Pierre Molinier, maître du vertige

Les archives Pierre Molinier sont exposées à la MEP à Paris, du 9 au 13 novembre, elles seront dispersées à Drouot le 14 novembre prochain. 28 collages inédits, 15 découpages, 20 peintures et dessins, 30 photomontages, sa correspondance avec Ernest, chausseur à Pigalle, comptent parmi les trésors de cette vente aux accents surréalistes et fétichistes.

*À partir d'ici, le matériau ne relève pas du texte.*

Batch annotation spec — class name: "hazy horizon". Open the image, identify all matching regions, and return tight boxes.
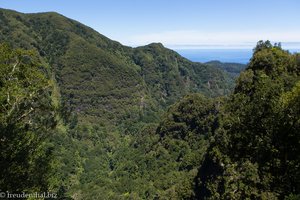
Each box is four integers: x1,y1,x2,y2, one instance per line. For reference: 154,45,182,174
0,0,300,49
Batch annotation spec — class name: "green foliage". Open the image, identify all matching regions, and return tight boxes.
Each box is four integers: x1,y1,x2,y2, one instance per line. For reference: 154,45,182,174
0,9,233,130
0,44,55,192
0,9,300,199
197,41,300,199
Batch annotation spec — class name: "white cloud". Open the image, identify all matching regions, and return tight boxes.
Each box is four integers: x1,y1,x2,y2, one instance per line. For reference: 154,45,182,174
124,30,300,48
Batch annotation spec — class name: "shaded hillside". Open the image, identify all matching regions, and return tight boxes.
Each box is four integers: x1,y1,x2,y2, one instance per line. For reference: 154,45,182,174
0,9,233,125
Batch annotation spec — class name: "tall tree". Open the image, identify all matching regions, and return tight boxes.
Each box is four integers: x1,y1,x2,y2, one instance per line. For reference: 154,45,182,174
0,44,55,192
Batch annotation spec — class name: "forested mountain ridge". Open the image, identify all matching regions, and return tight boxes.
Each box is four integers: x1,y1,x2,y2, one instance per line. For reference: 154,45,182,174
0,9,234,128
0,7,300,200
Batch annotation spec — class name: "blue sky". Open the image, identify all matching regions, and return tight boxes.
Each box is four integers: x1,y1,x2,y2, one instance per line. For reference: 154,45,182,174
0,0,300,48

"Comment le paria aurait-il pu imaginer qu'une place porterait son nom aujourd'hui à Bordeaux?"  se demande Jean Luc Monterosso, président de la Maison Européenne de la Photographie, qui accueille jusqu'au 13 novembre les archives de Pierre Molinier, dispersées à Drouot le 14 novembre par Christophe Joron-Derem.  "De Robert Combas à Anish Kapoor et à Richard Prince l'oeuvre du Chaman suscite la même ferveur…" Quarante ans après son suicide, Pierre Molinier aimante toutes les fascinations. Celui que Frédéric Beigbeder considère comme "le facteur cheval de la jarretelle", acquiert depuis quelques lustres un titre posthume, magnétisant les collectionneurs dans les ventes aux enchères, avec un record du monde établi en 2015 pour le photomontage "L'enfant Homme" estimé ici entre 15 000 et 20 000 euros.  Dans le magnifique catalogue de 160 lots, figurent des fouets et des fauteuils, et même un reliquaire contenant un Olisbos confectionné par Molinier avec des bas de soie enroulés autour d'un tuyau d'arrosage. On se dit qu'on aurait presque préféré que le cabinet de curiosités ne tourne pas à l'inventaire notarial. La dispersion par les ayant droits suscite parfois un malaise, surtout au lendemain de la fermeture du Musée de l'Erotisme. Tant de harnachements ne peuvent résumer la singularité d'un homme qui aimait dire: "Une oeuvre d'art implique une présence, elle est le rayonnement matérialisé de l'Indicible". Ces regards de poupée demeurent sa signature. Parmi les lots plus étranges, cette photo le montrant de dos, avec sa sacoche toujours remplie d'un révolver. Il habitait 7 rue des Faussets. Son nom qui circulait sous le manteau s'auréole d'un parfum duchampien, ses photomontages avec ou sans godemichés, ses escarpins Ernest, ses cuisses velues à peine voilées, continuent de troubler, au nom d'une identité qui résiste à tous les pastiches, toutes les récupérations, toutes les improbables identifications. De la jambe bouquet, à tous les travestissements photographiques, nous voici à la MEP dans les coulisses du personnages, avec ses loups, ses voilettes, ses fesses offertes dans l'ombre d'un mystère, celui de l'artiste qui utilisait son polissoir pour lisser les feuilles d'or de certains de ses tableaux, et affirmait en 1956 : "Nous sommes le secret". 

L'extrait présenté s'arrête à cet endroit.